Lemahnya perlindungan terhadap guru menjadi sorotan. Secara tidak langsung hal ini membuat batasan-batasan dan mengancam rasa aman yang dirasakan guru. Teguran dan tindakan seperti buah simalakama. Pada satu sisi, guru bertugas sebagai pendidik, yang artinya domain afektif harus menjadi faktor yang dikuatkan, utamanya dalam membentuk karakter.
Namun, di lapangan, pembiaran akan terus terjadi lantaran guru tidak berani bersikap terlalu jauh karena tidak ada rasa aman.

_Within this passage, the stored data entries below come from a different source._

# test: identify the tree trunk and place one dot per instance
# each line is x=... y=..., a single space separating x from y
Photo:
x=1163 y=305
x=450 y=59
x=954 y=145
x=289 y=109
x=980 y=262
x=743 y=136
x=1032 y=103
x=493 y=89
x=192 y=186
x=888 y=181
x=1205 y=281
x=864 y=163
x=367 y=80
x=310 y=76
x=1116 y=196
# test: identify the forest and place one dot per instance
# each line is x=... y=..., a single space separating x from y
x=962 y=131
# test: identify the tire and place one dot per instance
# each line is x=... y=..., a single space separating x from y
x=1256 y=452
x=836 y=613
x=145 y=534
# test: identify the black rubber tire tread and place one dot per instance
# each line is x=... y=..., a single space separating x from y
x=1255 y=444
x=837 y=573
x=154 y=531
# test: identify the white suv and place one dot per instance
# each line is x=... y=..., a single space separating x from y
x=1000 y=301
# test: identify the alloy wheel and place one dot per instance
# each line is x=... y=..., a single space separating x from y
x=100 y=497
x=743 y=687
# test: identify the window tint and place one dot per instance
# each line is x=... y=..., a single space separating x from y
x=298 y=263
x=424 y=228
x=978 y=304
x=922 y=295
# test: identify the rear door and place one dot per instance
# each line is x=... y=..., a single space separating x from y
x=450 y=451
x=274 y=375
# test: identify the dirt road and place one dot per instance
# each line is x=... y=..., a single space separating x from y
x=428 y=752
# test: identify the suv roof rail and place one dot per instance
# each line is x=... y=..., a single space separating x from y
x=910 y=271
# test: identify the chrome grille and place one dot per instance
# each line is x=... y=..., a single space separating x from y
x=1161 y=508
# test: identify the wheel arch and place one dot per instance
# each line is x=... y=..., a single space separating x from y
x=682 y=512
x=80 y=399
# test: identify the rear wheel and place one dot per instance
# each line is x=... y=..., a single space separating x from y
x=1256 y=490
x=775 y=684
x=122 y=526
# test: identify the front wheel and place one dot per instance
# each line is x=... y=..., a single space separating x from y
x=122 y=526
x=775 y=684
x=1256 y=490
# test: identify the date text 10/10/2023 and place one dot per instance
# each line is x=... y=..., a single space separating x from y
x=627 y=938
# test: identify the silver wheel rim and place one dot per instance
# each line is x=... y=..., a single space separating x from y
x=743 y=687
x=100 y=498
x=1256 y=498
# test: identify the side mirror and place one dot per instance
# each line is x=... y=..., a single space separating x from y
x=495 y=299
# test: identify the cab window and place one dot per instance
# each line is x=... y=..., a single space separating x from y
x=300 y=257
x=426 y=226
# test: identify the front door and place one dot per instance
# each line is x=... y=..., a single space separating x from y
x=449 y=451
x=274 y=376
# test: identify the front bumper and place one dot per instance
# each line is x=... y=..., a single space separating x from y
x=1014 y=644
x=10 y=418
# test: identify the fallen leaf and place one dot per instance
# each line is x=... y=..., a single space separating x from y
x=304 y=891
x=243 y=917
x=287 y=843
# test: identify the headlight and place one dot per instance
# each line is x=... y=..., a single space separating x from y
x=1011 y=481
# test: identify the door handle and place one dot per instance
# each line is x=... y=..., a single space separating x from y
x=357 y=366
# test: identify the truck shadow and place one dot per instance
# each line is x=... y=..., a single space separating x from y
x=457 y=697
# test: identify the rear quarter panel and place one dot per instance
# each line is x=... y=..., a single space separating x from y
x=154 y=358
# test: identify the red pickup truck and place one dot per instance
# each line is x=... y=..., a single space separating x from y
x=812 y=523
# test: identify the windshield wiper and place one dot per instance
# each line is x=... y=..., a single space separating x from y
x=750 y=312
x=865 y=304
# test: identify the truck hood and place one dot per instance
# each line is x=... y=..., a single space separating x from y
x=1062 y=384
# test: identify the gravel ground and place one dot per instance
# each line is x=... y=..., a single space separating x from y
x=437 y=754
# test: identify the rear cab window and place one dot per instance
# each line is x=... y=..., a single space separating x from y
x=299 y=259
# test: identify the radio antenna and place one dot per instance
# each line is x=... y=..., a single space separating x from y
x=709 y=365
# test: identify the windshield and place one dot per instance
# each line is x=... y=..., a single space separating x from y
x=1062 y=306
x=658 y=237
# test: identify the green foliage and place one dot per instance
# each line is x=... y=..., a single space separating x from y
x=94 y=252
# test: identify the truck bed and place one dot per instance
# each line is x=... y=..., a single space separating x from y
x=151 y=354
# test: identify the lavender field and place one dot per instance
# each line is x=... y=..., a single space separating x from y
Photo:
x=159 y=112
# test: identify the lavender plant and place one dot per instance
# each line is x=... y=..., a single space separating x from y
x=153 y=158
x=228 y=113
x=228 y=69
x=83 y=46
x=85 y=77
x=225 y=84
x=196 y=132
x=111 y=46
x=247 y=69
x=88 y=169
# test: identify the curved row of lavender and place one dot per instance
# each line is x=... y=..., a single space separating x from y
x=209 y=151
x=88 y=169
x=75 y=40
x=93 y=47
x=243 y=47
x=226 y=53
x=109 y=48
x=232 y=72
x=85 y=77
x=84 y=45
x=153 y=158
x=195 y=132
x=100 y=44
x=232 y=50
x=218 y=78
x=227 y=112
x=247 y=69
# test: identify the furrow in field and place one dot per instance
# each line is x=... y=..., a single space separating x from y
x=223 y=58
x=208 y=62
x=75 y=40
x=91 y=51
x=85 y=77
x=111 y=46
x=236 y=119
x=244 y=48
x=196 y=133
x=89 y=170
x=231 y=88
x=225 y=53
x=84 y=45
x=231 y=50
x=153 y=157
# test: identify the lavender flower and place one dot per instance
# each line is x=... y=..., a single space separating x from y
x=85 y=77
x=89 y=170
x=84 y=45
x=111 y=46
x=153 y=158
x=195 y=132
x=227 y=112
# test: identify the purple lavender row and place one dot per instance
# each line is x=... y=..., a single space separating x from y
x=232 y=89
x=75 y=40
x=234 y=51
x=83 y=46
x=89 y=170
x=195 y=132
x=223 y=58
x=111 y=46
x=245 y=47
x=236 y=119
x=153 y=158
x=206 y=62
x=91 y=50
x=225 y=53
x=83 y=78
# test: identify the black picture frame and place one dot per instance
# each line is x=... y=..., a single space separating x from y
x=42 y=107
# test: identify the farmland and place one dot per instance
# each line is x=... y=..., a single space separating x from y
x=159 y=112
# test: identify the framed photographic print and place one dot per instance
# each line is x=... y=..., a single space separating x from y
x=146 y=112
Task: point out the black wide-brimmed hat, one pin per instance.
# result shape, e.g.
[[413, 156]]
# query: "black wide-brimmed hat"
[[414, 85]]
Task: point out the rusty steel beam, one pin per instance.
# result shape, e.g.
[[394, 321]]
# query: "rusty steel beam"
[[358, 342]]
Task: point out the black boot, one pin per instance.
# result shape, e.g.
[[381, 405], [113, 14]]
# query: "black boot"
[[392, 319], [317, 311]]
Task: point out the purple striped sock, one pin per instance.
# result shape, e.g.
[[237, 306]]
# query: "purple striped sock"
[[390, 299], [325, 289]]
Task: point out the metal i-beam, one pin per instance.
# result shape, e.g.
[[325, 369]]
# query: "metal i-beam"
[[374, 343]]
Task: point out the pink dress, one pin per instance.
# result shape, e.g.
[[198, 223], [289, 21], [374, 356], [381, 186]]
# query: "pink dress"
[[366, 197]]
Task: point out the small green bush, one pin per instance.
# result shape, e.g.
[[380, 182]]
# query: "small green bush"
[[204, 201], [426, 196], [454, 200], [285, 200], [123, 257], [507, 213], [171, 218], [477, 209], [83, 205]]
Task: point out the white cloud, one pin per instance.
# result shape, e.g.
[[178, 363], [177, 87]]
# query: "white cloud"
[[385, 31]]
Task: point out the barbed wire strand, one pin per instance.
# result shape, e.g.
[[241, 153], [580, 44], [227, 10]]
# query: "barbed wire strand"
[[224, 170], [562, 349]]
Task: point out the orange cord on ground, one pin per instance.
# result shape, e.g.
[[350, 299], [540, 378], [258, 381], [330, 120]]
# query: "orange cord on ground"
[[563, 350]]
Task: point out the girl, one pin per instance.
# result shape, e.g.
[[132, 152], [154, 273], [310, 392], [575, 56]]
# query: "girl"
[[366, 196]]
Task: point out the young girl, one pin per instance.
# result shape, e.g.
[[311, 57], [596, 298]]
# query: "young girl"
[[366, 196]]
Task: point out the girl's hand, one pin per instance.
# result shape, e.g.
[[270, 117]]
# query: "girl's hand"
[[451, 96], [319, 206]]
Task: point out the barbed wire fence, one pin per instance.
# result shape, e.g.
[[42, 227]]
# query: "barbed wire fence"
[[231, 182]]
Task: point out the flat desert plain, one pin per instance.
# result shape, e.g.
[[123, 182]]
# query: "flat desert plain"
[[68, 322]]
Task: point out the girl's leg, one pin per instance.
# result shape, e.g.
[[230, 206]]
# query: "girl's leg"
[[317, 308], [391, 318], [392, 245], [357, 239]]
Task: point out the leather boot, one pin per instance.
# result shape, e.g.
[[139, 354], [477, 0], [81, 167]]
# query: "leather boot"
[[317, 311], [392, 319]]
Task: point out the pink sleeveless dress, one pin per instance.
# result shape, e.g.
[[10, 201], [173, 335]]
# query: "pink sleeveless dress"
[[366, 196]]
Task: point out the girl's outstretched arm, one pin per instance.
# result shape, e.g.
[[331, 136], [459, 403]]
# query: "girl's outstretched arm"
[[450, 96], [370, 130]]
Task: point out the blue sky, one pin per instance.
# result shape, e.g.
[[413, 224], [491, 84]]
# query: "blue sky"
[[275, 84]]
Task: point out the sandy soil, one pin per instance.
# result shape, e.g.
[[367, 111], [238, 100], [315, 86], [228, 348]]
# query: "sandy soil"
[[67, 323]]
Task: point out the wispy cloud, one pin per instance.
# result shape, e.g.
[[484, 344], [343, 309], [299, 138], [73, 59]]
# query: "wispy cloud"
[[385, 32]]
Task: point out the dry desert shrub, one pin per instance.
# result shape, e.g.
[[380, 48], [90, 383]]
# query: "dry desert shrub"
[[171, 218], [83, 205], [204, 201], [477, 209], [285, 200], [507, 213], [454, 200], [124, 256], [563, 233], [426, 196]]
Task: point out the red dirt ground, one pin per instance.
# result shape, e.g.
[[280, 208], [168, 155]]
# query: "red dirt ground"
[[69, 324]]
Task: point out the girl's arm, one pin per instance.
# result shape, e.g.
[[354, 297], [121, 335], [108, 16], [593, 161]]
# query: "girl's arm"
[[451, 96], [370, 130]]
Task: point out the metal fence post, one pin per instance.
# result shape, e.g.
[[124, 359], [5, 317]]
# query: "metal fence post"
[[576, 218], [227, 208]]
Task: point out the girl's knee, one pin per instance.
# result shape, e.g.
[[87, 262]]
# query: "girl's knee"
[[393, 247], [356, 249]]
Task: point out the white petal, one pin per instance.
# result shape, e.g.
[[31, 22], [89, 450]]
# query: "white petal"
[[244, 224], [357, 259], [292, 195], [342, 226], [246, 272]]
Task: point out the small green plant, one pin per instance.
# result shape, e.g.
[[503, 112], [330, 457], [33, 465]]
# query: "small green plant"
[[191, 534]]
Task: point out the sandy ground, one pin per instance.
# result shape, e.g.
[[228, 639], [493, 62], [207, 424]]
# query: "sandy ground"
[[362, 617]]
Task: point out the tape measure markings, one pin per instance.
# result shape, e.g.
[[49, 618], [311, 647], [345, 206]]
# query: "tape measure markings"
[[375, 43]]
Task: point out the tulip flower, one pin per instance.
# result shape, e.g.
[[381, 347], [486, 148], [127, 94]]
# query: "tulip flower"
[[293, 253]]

Penjara sewaktu-waktu mengancam guru. Sebagai guru yang rasional, ia dipastikan akan mencari jalan tengah yang aman, yaitu dengan fokus menjalankan tugasnya sebagai tenaga pengajar.
Polemik ini rupanya mengusik pikiran Dede Yusuf. Tidak mau tinggal diam, ia sebagai wakil rakyat memberikan suaranya tentang bagaimana menyikapi permasalahan yang terjadi akhir-akhir ini, utamanya dalam kasus perundungan yang tidak hanya terjadi kepada siswa, tetapi juga kepada guru.
Babinsa tidak ada urgensinya
Pelibatan babinsa untuk menangani permasalahan di atas diajukan Dede sebagai solusi. Tentu ini tidak salah, tetapi juga dirasa sangat berlebihan. Bagaimana tidak, permasalahan perundungan tidak melulu tentang kekerasan. Sekalipun akibatnya adalah kekerasan, penyelesaiannya tentu bukan terkait dengan kekerasan juga.
Akar rumput yang sangat rumit dan lengkap menghiasi permasalahan ini. Berbagai pendekatan dirasa perlu diterapkan. Meskipun demikian, permasalahan perundungan ini bukan hanya terbatas guru BK (bimbingan konseling) ataupun BP (bimbingan dan penyuluhan), seperti yang disampaikan Dede, melainkan kerja kolaboratif yang melibatkan semua pihak termasuk keluarga.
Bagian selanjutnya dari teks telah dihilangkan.